The federal response to Corporate misconduct over the past two decades has alternated between tougher monetary penalties and the promotion of voluntary measures to lure companies into behaving better. Neither has worked very well.
Companies came to saw the increased fines as a tolerable cost of doing business (especially when they were tax deductible), while voluntarism was never a match for corporate greed.
It was thus intriguing when the Federal Reserve recently adopted a new approach in dealing with Wells Fargo. That bank, of course, has become notorious for its brazen scheme of creating millions of accounts not requested by customers, in order to generate illicit fees. It paid a fine of $100 million, with a lot more expected to follow. This came after a series of other scandals, including mortgage abuses that resulted in a $5.3 billion settlement in 2012.
The Fed, on Chair Janet Yellen’s final working day in office, issued an unusually blunt press release saying that the Board was taking steps in response to “widespread consumer abuses and other compliance breakdowns” at Wells.
In an unprecedented step, the Fed imposed a restriction on the bank’s ability to grow “until it sufficiently improves its governance and controls.” In an industry for which getting larger is the guiding principle, Wells will feel intense pressure to satisfy the Fed’s demands. In fact, concurrently with the Fed’s action Wells announced that it would replace one-quarter of its 16-person board of directors by the end of the year.
Bank-friendly politicians have not had much to say about the Fed’s action, but it is clear that the restriction placed on Wells represents a forceful rebuttal to those pressing for a weakening of financial industry regulation. The ouster of Yellen by President Trump was a coup for the deregulation crowd, but we can take some solace in reports that her successor Jerome Powell oversaw the Fed’s negotiations with Wells.

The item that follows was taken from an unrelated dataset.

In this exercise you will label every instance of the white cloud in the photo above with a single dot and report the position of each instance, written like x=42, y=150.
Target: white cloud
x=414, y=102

The Fed’s action should be promoted as an example of how regulatory agencies and the Justice Department need to get more creative in dealing with egregious and repeat violators. Rogue Corporations will only change their behavior if the penalties really sting.
The restriction on growth begins to meet this requirement because it makes Wells more vulnerable. An inability to become larger through acquisitions means that the bank will lose ground to its big competitors. Wells is probably too big to be a potential takeover target itself, but it could come under pressure from activist investors to restructure or even sell off portions of itself.
Moreover, the restrictions will probably depress the bank’s stock price, and that will be felt personally by the executives who encouraged or overlooked the misconduct.
At the same time, the house-cleaning among directors is an important message to send to board members at other misbehaving companies. That message would be even more effective if directors are not just removed but held personally liable for allowing the corrupt practices to happen.
The Fed has not always been the most aggressive of regulators. Let’s hope its action on Wells inspires other agencies to get tougher with corporate miscreants.